Because every Dell computer is customized for its user, "if you've specked out a task, we can do the engineering around your specific platform needs and deliver a system highly optimized for your project," Curley explains. "One of Dell's strengths is listening to our customers. We don't say, 'Here's the way you have to do your business.' If an artist working with a big studio needs to build a dual-processor Xeon system with a certain amount of storage and Nvidia technology on Linux, he can do that through our Web site. It's something we do everyday."

Larger complements of Precision Workstations may also be configured for post facilities and studios. CGI for the first Matrix feature was generated on Dell Precision Workstations running the BSD Linux distribution. Similar systems were also used on the visual effects for Hollowman. And the winner and semifinalists in HBO's Project Greenlight each received a package, including a Dell Precision Workstation.

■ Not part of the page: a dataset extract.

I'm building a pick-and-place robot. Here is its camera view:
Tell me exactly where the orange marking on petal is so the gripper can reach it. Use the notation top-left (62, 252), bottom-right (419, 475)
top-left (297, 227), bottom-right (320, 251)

"Dell Precision and PowerEdge offer special technical support queues trained to support the need of technical users," Curley points out. "In addition to the support Dell provides all customers, Dell utilizes a dedicated support team which is trained to support the hardware, application and software needs of Linux users and is also partnered with LinuxCare and Red Hat for in-depth support. Dell continues to develop drivers and provide those as open source into the Linux development community."

Curley sees people moving to Linux from two market segments. One group "is coming from a closed, proprietary architecture, from expensive UNIX workstations and migrating to a less costly, open structure," he says. The rest are "expert users who are developing ground-up on Linux. For them, Linux is a tool to enable a very particular solution."